Some questions about $f: \Bbb Z_{44100} \rightarrow \Bbb Z_{150}\times\Bbb Z_{294}$

Question

Given the function: $f: \Bbb Z_{44100} \rightarrow \Bbb Z_{150}\times\Bbb Z_{294}$ defined as follows $[x]_{44100} \rightarrow ([x]_{150},[x]_{294})$

1. Calculate $f(12345)$ - Answered
2. A preimage of (106, 250) - Answered
3. Is f surjective or injective? - Answered
4. Prove that $f$ is well defined

For (1) I answered with $(45,291)$ which are of course $12345\pmod{150}$ and $12345\pmod{294}$. For (2) I don't know how to exactly proceed. Is it sufficient to multiplicate the two numbers? For (3) I suppose $f$ is surjective but I don't know how to exactly prove the surjectivity.

Answer 1

For the last part, the kernel is nontrivial because the $\operatorname{lcm}(150,294)=2\cdot3\cdot 5^2\cdot 7^2=7350\not\cong0\pmod{44100}$.
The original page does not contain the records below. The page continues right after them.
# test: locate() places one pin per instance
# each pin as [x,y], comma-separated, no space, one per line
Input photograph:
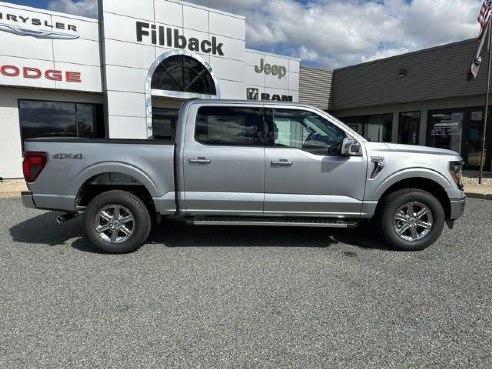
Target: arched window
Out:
[182,73]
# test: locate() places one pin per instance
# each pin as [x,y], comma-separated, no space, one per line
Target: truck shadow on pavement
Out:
[44,230]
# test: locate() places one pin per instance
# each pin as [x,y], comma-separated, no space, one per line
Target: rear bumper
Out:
[27,199]
[457,208]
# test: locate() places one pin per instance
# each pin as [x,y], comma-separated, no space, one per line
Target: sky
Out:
[333,33]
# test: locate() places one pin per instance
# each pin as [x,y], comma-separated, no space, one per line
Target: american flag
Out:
[484,15]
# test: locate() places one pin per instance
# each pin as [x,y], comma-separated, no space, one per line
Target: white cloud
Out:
[85,8]
[335,33]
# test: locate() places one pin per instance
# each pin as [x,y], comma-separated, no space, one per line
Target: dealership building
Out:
[125,75]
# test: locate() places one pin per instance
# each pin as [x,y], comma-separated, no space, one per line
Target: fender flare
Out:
[115,167]
[411,173]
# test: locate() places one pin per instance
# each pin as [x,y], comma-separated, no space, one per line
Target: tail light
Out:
[456,170]
[33,164]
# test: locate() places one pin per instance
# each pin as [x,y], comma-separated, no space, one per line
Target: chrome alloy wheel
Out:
[115,223]
[413,221]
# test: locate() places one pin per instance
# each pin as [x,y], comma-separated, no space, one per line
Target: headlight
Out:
[456,170]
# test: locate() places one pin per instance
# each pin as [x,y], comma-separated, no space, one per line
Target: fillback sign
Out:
[171,37]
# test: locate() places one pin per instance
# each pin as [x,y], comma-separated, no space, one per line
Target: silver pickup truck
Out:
[246,163]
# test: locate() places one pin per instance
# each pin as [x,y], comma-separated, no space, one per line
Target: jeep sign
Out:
[274,70]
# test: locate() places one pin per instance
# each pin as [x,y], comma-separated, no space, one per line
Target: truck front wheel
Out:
[117,222]
[411,219]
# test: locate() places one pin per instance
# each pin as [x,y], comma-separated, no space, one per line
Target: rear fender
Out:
[116,167]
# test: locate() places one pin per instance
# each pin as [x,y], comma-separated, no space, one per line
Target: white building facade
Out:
[125,74]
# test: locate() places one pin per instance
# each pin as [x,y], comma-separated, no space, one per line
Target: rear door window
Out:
[230,126]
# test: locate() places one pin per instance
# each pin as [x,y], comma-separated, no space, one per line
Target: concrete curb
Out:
[482,196]
[10,192]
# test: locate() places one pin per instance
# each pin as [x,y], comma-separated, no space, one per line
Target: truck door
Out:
[224,161]
[305,173]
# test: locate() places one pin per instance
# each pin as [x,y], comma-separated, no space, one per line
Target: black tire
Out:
[411,219]
[117,222]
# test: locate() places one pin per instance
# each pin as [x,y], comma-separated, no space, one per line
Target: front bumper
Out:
[27,199]
[457,208]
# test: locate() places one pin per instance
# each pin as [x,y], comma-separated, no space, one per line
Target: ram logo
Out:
[252,93]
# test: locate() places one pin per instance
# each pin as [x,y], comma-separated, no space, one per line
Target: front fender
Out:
[376,188]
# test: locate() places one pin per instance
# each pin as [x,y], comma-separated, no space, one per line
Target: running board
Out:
[319,223]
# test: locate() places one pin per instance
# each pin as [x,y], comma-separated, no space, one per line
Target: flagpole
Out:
[485,119]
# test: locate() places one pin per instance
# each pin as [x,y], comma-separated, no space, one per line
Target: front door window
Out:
[445,129]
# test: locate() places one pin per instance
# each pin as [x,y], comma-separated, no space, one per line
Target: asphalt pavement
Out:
[219,297]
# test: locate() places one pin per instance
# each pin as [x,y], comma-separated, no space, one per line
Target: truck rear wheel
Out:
[117,222]
[411,219]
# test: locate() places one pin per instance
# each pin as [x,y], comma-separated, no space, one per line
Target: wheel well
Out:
[425,184]
[104,182]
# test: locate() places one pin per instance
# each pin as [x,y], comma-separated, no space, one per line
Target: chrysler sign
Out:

For part $1$, go back and divide correctly and get the residues.

For $2$, you can use the Chinese remainder theorem. You need $x$ such that $\begin{align}x\cong0\pmod 2\\x\cong1\pmod3\\x\cong6\pmod {5^2}\end{align}$ and $x\cong5\pmod{7^2}$.

I get $-44\cong44056\pmod{44100}$.

Answer 2

Hint for (2), note $\ 106\equiv \color{#c00}{-44}\pmod{150}\ $ and $\ 250\equiv \color{#c00}{-44}\pmod{294}$ so it is equivalent to find a preimage of $(-44,-44),\ $ which is obvious (this is essentially CCRT = Constant-case of CRT = Chinese Remainder Theorem).

Remark $ $ Generally if $\,x\equiv a_i\pmod {m_i}$ and $\,\color{#c00}{a_i - m_i = c}\,$ is constant (independent of $i),\,$ the system reduces to a simple constant case of CRT $\,\ x\equiv \color{#c00}{a_i \equiv m_i+c} \equiv c\pmod {m_i}.\,$ Therefore $$ x\equiv c\!\!\!\pmod {m_i}\iff m_i\mid x\!-\!c\iff {\rm lcm}\{m_i\}\mid x\!-\!c\iff x\equiv c\!\!\pmod{{\rm lcm}\{m_i\}}$$

Above is the special case $\, 106-150 = \color{#c00}{-44} = 250-294$

Of course we can also try adding/subtracting other small multiples of the modulus to search for the solution before diving head-first into the general CRT algorithm.